In one case, witnesses say, DeSimone falsely claimed that companies such as
Fidelity Investments and
Raytheon Corp. had offered to buy an invention called the Drink Stik, a device that connects beverage containers to respirators and gas masks worn by soldiers in contaminated areas. The inventor, Robert McKittrick a doctor whom a mutual friend introduced to DeSimone has testified that DeSimone promised to sell the device in exchange for a one-third stake in the Drink Stik patent. DeSimone then sold shares in that stake.
DeSimone says he never made false promises and that much of what prosecution witnesses have said about him are fabrications.
He said one investor, David Lindsay, who gathered $125,000 in investments from family members and friends including a school janitor solicited money of his own accord.
He said the Lindsay investments were immaterial to his business dealings.
"David said he wanted to give these people a shot ... at making money on the Drink Stik," DeSimone said. "I didn't need those small people to be in the business."
DeSimone also received money and assets from wealthy investors. Prosecutors have called him a "habitual con man."
"You couldn't stop yourself at taking money from wealthy individuals you had to take money from lower-middle-class individuals," Assistant U.S. Attorney Lee Vilker said during a cross-examination of DeSimone on Friday.
Lindsay and McKittrick, who were close friends prior to meeting DeSimone, have testified that their erstwhile business partner deliberately alienated them from one another to prevent them from realizing they were being scammed, a claim DeSimone called absurd.
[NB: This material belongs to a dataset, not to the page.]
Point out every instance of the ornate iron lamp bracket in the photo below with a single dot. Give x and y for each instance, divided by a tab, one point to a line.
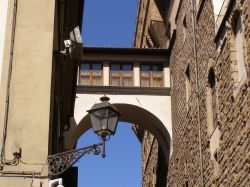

"We were still seeing each other and going to dinner," DeSimone said.
The former art dealer has said he relied on his accountant to handle his business dealings and attributed to the accountant many of the con-artist qualities prosecutors have pinned on him.
DeSimone, who was convicted of tax fraud in 2005 and briefly escape from prison three years later, has pleaded not guilty to mail fraud and other charges. Closing arguments are set for Monday.